For Orioles and rest of MLB, slow start to free agency in November is nothing new

As the baseball world left Orlando, Fla., after the major league general managers meetings this week, the proverbial hot stove was only just beginning to heat up.

As is his wont, Seattle Mariners GM Jerry Dipoto made the offseason's first trade Wednesday (acquiring Oakland Athletics first baseman Ryon Healy for prospects), but otherwise, things around the game are quiet.


Where the Orioles are concerned, this is normal.


Over the past five seasons, the club has gotten major league value from only a few of its November free agents, most recently first baseman David Washington. Washington ended up getting six at-bats in June while first baseman Chris Davis was out with an oblique injury.

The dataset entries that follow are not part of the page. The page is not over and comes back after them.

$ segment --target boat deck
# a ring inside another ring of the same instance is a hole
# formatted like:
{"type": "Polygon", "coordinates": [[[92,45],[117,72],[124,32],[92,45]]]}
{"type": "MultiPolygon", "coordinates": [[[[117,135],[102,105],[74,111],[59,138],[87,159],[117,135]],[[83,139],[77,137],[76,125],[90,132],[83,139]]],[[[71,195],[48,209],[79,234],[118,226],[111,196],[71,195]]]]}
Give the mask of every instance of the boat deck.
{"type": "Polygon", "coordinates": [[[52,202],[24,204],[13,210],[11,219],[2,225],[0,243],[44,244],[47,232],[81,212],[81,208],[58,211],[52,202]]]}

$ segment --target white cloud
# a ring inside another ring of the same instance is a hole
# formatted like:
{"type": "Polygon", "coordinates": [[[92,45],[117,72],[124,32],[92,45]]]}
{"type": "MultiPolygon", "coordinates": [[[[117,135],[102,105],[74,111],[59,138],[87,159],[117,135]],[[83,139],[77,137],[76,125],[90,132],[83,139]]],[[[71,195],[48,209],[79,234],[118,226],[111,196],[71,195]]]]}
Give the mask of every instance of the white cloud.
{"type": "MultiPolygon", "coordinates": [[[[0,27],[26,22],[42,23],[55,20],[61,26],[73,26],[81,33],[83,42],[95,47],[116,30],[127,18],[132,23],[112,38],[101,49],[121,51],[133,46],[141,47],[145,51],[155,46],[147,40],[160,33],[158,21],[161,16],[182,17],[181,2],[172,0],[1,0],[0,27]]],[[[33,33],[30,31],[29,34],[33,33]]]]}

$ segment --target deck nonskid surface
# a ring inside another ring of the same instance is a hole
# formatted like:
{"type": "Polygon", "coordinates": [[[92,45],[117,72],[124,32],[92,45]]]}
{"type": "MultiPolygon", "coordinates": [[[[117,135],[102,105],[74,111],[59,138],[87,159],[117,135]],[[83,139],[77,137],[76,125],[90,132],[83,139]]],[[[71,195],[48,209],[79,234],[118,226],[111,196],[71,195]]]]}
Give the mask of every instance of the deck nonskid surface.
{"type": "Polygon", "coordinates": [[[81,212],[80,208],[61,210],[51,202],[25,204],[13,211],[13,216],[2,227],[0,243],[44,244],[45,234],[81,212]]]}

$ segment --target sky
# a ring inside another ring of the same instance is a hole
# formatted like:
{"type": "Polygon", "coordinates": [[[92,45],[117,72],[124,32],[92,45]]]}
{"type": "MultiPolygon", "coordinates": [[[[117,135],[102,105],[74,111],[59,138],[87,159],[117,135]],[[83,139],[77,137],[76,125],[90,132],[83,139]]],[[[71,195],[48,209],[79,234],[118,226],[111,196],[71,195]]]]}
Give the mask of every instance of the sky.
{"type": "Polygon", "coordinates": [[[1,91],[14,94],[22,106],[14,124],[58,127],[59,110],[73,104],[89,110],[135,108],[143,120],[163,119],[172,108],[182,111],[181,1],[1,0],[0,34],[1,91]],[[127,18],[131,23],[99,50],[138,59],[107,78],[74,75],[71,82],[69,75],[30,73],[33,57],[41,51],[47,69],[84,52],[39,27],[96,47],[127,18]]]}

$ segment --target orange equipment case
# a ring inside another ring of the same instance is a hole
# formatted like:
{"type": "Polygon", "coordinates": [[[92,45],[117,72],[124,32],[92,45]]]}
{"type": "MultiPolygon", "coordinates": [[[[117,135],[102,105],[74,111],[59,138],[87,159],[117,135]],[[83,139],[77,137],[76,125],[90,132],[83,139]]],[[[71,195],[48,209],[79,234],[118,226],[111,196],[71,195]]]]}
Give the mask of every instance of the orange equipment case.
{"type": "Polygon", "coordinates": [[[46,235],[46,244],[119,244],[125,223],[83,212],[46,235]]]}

In 2015, the Orioles made a slew of early minor league moves, but the most notable was signing first baseman Ji-Man Choi — who was later selected in the Rule 5 draft by the Los Angeles Angels — and trading for outfielder LJ Hoes, who didn't make it out of Triple-A Norfolk that year.

During the 2014 offseason, the Orioles made several minor league moves, but got only 14 games at the major league level from infielder Paul Janish, who stuck around on minor league deals until this August.

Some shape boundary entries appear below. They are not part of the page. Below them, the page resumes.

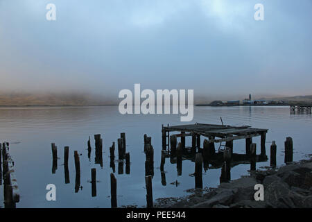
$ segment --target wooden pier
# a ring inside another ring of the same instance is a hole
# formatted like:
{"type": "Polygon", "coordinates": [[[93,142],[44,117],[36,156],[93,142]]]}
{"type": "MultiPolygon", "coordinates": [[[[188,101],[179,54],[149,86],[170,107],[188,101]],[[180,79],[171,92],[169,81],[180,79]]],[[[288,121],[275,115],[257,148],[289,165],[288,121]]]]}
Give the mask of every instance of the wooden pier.
{"type": "Polygon", "coordinates": [[[2,167],[3,176],[3,197],[6,208],[15,208],[16,203],[19,202],[19,190],[14,170],[14,162],[9,154],[9,144],[0,144],[2,148],[2,167]]]}
{"type": "MultiPolygon", "coordinates": [[[[162,126],[162,128],[163,150],[169,151],[171,140],[172,143],[177,137],[181,138],[182,148],[184,149],[185,137],[192,137],[191,149],[196,151],[196,148],[200,148],[200,137],[202,136],[207,138],[207,146],[209,146],[209,149],[211,150],[212,152],[215,152],[215,151],[214,151],[215,150],[214,144],[220,143],[219,151],[224,150],[227,147],[231,149],[232,153],[233,153],[233,141],[245,139],[246,141],[246,155],[249,155],[252,137],[261,136],[261,155],[266,157],[266,136],[268,129],[253,128],[249,126],[232,126],[198,123],[190,125],[162,126]],[[179,133],[171,135],[171,138],[170,132],[179,132],[179,133]],[[223,144],[223,142],[225,144],[223,144]]],[[[174,143],[176,144],[176,141],[174,143]]]]}
{"type": "Polygon", "coordinates": [[[311,108],[312,107],[311,104],[297,104],[297,105],[291,105],[291,113],[295,114],[296,110],[297,112],[299,113],[304,113],[311,114],[311,108]]]}

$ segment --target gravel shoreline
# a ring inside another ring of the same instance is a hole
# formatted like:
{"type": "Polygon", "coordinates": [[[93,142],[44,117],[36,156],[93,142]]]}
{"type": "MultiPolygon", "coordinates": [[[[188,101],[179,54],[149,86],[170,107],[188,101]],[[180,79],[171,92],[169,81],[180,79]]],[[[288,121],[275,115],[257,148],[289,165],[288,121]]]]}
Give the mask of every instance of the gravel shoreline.
{"type": "Polygon", "coordinates": [[[312,158],[279,168],[250,173],[218,188],[182,198],[156,200],[158,208],[311,208],[312,158]],[[264,187],[264,200],[256,201],[254,185],[264,187]]]}

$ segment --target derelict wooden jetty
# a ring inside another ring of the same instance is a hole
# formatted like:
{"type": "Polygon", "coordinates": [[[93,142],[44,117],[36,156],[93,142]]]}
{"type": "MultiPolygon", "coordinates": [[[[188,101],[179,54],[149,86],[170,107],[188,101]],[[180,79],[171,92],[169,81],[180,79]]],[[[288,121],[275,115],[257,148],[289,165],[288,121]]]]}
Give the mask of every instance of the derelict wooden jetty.
{"type": "Polygon", "coordinates": [[[291,113],[295,113],[296,110],[297,113],[311,114],[311,104],[293,104],[291,105],[291,113]]]}
{"type": "MultiPolygon", "coordinates": [[[[251,128],[250,126],[232,126],[229,125],[214,125],[195,123],[181,126],[162,126],[162,149],[169,150],[169,147],[176,146],[176,138],[181,138],[182,148],[185,148],[185,137],[192,137],[193,151],[196,148],[200,148],[200,137],[206,137],[207,146],[215,150],[214,144],[220,143],[218,150],[228,147],[233,153],[233,141],[245,139],[246,141],[246,155],[250,154],[250,144],[252,143],[252,137],[261,136],[261,155],[266,155],[266,137],[268,129],[259,129],[251,128]],[[179,132],[170,136],[171,132],[179,132]],[[225,144],[222,144],[224,142],[225,144]]],[[[204,144],[205,146],[205,144],[204,144]]],[[[214,151],[212,151],[214,152],[214,151]]]]}

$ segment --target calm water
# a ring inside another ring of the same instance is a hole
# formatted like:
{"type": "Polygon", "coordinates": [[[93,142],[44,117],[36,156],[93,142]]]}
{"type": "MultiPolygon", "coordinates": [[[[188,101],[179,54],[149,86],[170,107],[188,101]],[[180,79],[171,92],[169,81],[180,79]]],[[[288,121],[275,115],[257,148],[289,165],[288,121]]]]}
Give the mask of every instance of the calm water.
{"type": "MultiPolygon", "coordinates": [[[[266,152],[275,140],[277,145],[277,164],[284,162],[284,142],[293,137],[294,160],[306,158],[312,153],[312,117],[311,114],[291,114],[288,107],[196,107],[191,123],[220,124],[220,117],[229,125],[250,125],[268,128],[266,152]]],[[[166,160],[166,185],[161,183],[160,151],[162,150],[162,123],[181,124],[179,115],[121,115],[118,107],[84,108],[0,108],[0,141],[10,143],[10,154],[15,162],[16,176],[21,200],[17,207],[110,207],[110,178],[109,147],[116,142],[120,133],[125,132],[127,152],[130,153],[130,173],[118,174],[117,202],[119,207],[126,205],[146,205],[145,154],[144,135],[152,137],[155,149],[155,176],[153,179],[154,199],[189,194],[187,189],[194,188],[194,164],[183,161],[182,173],[177,176],[175,164],[166,160]],[[103,166],[94,164],[94,135],[101,133],[103,138],[103,166]],[[87,142],[91,136],[92,152],[87,157],[87,142]],[[58,169],[52,174],[51,143],[58,146],[58,169]],[[70,182],[65,184],[63,164],[64,146],[69,146],[69,171],[70,182]],[[73,151],[80,156],[81,185],[83,189],[75,193],[75,166],[73,151]],[[97,196],[92,197],[91,169],[96,168],[97,196]],[[176,187],[171,183],[177,180],[176,187]],[[56,201],[46,200],[46,186],[55,184],[56,201]]],[[[202,143],[202,139],[201,140],[202,143]]],[[[260,137],[253,139],[260,146],[260,137]]],[[[187,137],[187,146],[191,139],[187,137]]],[[[216,144],[216,148],[218,144],[216,144]]],[[[234,142],[234,153],[244,153],[245,140],[234,142]]],[[[259,151],[259,148],[257,148],[259,151]]],[[[117,155],[116,146],[115,155],[117,155]]],[[[257,168],[269,162],[257,163],[257,168]]],[[[125,166],[123,166],[125,167],[125,166]]],[[[232,178],[248,173],[250,165],[241,164],[232,169],[232,178]]],[[[209,169],[203,175],[204,187],[216,187],[220,169],[209,169]]],[[[2,186],[0,186],[2,187],[2,186]]],[[[2,187],[1,187],[2,189],[2,187]]],[[[1,191],[2,192],[2,191],[1,191]]],[[[2,194],[0,195],[2,198],[2,194]]],[[[0,201],[2,205],[3,201],[0,201]]]]}

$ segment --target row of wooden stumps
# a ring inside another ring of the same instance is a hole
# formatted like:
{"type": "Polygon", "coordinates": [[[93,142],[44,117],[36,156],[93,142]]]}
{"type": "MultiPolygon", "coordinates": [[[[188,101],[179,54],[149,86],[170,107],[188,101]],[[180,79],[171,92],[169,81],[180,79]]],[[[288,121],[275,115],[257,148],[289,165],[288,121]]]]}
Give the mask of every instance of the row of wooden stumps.
{"type": "Polygon", "coordinates": [[[16,203],[19,202],[19,190],[17,185],[14,169],[14,162],[9,154],[9,143],[0,144],[0,184],[3,179],[4,207],[15,208],[16,203]],[[1,169],[3,168],[3,171],[1,169]]]}
{"type": "MultiPolygon", "coordinates": [[[[99,164],[101,167],[103,166],[103,139],[101,137],[100,134],[94,135],[95,139],[95,163],[99,164]]],[[[130,174],[130,153],[125,153],[125,134],[124,133],[121,133],[121,138],[118,139],[118,149],[119,149],[119,174],[123,173],[123,159],[125,159],[125,173],[130,174]],[[121,166],[121,167],[119,167],[121,166]]],[[[87,141],[88,146],[88,158],[90,159],[90,153],[92,150],[90,137],[87,141]]],[[[52,157],[53,157],[53,166],[52,173],[55,173],[58,166],[58,148],[54,143],[51,144],[52,148],[52,157]]],[[[115,142],[112,143],[112,146],[110,147],[110,166],[113,169],[113,172],[115,172],[114,166],[114,150],[115,142]]],[[[69,153],[69,147],[65,146],[64,149],[64,168],[65,175],[65,184],[69,183],[69,173],[68,169],[68,160],[69,153]]],[[[82,189],[80,187],[80,157],[77,151],[74,151],[74,160],[75,160],[75,169],[76,169],[76,184],[75,184],[75,192],[78,192],[79,189],[82,189]]],[[[96,169],[92,168],[91,169],[91,184],[92,184],[92,196],[96,196],[96,169]]],[[[116,200],[116,179],[114,173],[110,174],[111,180],[111,205],[112,207],[117,207],[116,200]]]]}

Their Nov. 25, 2013, acquisition of reliever Brad Brach from the San Diego Padres might have been the best piece of business the club has done in November under executive vice president Dan Duquette. Brach has gone on to become an All-Star reliever and has had a 2.74 ERA since joining the club.

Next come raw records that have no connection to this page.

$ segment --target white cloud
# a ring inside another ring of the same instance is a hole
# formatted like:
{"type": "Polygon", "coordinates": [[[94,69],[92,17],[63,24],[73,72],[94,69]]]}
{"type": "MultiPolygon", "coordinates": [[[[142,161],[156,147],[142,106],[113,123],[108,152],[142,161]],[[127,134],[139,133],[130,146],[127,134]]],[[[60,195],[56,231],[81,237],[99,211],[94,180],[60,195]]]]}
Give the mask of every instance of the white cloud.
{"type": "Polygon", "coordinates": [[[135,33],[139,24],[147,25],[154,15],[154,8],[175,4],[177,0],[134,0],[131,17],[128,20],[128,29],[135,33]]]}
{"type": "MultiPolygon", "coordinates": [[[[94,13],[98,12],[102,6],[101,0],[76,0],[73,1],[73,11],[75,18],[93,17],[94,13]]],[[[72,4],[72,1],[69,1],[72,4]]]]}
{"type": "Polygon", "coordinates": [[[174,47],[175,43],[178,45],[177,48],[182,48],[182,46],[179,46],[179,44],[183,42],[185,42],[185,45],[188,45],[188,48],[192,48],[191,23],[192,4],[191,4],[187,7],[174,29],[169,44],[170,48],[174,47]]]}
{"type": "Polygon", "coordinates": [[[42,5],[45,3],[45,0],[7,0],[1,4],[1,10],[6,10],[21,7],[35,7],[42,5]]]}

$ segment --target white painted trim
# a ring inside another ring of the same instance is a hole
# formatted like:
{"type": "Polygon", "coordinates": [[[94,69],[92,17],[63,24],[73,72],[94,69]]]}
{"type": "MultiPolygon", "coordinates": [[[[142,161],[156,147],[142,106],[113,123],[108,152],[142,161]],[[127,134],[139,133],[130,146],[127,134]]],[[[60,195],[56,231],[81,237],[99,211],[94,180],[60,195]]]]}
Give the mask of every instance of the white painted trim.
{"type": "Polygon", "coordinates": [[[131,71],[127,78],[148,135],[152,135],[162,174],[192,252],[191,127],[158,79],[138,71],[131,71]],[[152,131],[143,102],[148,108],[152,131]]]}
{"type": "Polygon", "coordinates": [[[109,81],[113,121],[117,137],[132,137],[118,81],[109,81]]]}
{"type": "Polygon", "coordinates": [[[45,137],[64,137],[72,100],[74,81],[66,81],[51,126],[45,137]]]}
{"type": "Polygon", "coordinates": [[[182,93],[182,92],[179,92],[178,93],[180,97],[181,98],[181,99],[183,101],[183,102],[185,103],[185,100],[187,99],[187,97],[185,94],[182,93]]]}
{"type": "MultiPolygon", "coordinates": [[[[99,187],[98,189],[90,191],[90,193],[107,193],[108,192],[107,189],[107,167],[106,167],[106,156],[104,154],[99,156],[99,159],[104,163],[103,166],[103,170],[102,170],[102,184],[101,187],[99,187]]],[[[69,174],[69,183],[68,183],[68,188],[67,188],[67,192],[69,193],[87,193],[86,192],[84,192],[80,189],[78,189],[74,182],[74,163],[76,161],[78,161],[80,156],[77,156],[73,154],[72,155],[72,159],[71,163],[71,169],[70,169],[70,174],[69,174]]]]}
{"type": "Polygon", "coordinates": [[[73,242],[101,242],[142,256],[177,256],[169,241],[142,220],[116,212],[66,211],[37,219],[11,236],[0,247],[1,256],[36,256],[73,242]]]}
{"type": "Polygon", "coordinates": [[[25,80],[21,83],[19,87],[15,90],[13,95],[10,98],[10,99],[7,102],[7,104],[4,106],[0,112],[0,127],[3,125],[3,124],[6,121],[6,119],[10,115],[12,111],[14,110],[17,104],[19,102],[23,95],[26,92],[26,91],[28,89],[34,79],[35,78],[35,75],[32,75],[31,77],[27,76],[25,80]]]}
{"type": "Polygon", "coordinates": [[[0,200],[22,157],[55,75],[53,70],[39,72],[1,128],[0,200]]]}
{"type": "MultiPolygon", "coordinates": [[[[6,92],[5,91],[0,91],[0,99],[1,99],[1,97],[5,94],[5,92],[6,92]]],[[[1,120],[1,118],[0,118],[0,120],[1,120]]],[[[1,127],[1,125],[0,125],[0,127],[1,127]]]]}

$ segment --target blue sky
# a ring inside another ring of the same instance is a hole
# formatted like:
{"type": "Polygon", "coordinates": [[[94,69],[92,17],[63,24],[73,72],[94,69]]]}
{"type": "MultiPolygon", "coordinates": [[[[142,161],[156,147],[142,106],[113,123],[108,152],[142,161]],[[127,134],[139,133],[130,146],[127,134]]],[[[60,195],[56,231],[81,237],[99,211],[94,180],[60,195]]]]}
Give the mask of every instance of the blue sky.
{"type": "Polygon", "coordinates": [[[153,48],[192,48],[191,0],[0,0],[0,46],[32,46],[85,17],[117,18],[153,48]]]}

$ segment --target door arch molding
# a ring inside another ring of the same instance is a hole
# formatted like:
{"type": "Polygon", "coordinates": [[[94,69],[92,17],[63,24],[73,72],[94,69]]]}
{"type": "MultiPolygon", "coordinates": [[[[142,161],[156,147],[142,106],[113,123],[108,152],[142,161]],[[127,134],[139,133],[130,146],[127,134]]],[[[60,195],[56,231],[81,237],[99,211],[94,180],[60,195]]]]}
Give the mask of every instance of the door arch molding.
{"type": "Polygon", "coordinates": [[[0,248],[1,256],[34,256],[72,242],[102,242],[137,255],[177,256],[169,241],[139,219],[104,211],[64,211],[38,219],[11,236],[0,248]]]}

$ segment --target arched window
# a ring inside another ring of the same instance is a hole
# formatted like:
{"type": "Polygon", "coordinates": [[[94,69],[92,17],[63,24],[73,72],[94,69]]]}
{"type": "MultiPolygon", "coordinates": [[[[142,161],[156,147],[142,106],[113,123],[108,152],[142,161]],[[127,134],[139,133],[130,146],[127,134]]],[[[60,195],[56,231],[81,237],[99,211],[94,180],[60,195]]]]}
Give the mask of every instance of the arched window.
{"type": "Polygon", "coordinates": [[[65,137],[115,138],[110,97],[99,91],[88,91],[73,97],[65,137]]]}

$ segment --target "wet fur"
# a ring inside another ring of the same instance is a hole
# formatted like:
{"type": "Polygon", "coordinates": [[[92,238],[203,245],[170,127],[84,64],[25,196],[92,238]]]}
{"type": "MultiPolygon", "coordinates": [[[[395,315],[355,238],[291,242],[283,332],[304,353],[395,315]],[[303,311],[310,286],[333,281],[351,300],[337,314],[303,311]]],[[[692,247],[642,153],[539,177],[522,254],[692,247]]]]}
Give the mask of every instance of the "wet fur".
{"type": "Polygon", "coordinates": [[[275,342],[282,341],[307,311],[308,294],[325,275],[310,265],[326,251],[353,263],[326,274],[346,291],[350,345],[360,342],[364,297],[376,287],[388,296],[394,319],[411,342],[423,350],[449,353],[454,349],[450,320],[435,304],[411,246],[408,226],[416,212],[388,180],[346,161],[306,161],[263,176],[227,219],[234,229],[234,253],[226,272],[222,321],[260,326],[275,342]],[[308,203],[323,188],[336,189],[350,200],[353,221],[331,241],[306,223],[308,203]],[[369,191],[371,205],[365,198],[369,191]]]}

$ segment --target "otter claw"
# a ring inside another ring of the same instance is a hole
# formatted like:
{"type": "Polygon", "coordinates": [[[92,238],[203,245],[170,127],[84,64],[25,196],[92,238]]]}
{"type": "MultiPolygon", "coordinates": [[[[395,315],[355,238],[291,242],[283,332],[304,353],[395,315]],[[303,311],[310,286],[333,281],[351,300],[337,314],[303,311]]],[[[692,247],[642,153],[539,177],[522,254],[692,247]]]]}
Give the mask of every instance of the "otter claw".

Second would be the Nov. 28, 2012, trade with the Boston Red Sox for Danny Valencia. The lefty-mashing Valencia hit .304 with an .888 OPS with 23 extra-base hits in 52 games for the Orioles in 2013.

None of this is to say the Orioles are the only club that gets off to a measured start in November.


The month typically has one major wave of minor league free-agent signings that fills out the high minors and provides spring training depth — one the Orioles are liable to make soon, based on precedent — and there's plenty of organizational value in that.